モンスター


監督 パティ・ジェンキンス 出演 シャーリーズ・セロン、クリスティーナ・リッチ

panchan(★★★★)(2004年10月3日)

シャーリーズ・セロンの演技にみとれてしまう。
醜さがすごい。顔も体もことばも態度も醜い。スクリーンではなく街で出会ったら、おもわずよけてしまうだろうと思うくらい醜い。
しかし、その醜さの理由(?)がしだいしだいにわかっていって、こころが痛くなる。
チラシのコピーに「泣かないで、私の心」とあるけれど、いやあ、泣いてしまいます。しかし、涙が出るのではなく、こころがただただ痛くなる。

人間の可能性は、単にその人個人の能力では語ることができない。人にはやりたいことがあっても、それをさせない社会というものもある。主人公が最初につまずくのは、そういう社会の壁だ。誰もその壁を一緒には叩いてはくれない。
シャーリーズ・セロン演じる主人公の愛人さえ、一緒に行動しようとはしない。ただ自分の幸福、シャーリーズ・セロンに愛されて気ままに生きるということしか願わない。
そうしたなかで、人を愛し、憎み、しだいしだいに人間ではなく「モンスター」になっていく。

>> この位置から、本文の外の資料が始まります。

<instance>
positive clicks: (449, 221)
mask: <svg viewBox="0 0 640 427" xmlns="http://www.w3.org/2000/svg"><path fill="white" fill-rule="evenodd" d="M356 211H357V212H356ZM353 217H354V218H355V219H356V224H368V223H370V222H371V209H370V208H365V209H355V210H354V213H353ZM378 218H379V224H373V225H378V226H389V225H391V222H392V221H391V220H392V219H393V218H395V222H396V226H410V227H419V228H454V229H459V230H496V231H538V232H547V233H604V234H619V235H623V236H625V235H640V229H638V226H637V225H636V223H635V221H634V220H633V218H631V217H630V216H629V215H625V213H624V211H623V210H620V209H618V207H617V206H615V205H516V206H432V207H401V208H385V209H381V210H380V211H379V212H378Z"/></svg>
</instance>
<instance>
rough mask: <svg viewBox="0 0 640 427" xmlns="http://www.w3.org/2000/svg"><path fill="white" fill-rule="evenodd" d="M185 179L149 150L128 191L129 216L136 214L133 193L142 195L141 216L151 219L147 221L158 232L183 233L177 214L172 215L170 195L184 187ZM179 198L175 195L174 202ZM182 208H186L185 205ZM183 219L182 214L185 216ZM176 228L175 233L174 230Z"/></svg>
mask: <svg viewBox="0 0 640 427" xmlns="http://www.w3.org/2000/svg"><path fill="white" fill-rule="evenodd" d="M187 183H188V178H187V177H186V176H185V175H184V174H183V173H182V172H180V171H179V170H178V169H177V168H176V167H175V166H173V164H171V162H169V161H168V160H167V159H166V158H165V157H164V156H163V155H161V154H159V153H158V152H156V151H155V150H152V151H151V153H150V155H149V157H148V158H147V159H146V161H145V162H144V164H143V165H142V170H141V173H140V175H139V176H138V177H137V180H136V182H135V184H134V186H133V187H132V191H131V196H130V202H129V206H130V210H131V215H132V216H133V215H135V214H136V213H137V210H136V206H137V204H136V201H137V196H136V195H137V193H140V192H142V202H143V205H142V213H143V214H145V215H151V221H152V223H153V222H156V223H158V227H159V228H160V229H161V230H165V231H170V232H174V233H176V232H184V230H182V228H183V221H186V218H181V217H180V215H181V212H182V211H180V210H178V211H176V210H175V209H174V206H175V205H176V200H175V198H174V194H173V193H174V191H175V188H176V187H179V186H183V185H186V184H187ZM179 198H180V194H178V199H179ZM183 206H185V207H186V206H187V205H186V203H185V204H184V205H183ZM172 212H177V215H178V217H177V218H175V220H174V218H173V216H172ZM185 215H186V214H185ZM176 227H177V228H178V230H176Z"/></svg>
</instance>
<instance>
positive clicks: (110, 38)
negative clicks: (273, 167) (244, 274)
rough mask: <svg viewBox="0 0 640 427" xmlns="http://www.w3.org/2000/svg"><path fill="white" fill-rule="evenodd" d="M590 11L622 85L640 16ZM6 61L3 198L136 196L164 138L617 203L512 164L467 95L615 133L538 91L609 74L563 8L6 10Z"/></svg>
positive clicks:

「モンスター」というのは、確かにあたっているだろう。どんなことがあっても踏み越えてはならない一線をシャーリーズ・セロン演じる主人公は踏み越えるのだから。
しかし、一歩踏み越えるごとに、こころが剥き出しになる。そして、そのこころが「泣かないで、泣かないで」と自分を励ましながら、シャーリーズ・セロンの肉体を動かしていることがわかってくる。
その切実さが、とても胸に痛い。



私が一番びっくりしたシーンは……。
シャリーズ・セロンが人を殺したあと、暗闇でたばこをふかす。その煙がスクリーンをはなれ、ふわっと劇場へ広がってくるようなシーンがある。
あ、今、シャーリーズ・セロン演じる主人公の「人間のこころ」が、今、肉体から離れたのだ、という感じがした。
彼女は「人間のこころ」を守るために、肉体から解放したのだ――残っているのは、傷ついて、苦しんでいるこころだけ。人間を絶望から救い出すこころ、夢みるこころを守るために、それを煙とともにはきだした、という印象が残る。
それほど、暗闇でひろがる煙はエネルギーに満ち、なまなましく、美しい。

これからあとは、現代の「キリスト」という感じ。
現代の人間の苦悩を彼女が全部背負っていく。怒ることも、間違うことも含めて。
彼女が苦悩を背負っていくので、他の人が救われる。
もちろん、救われる、救われたと感じるとき、そこにうしろめたさも残る。

そういうことも、この映画はきちんと描いている。
2004年の傑作のひとつであることは間違いないと思う。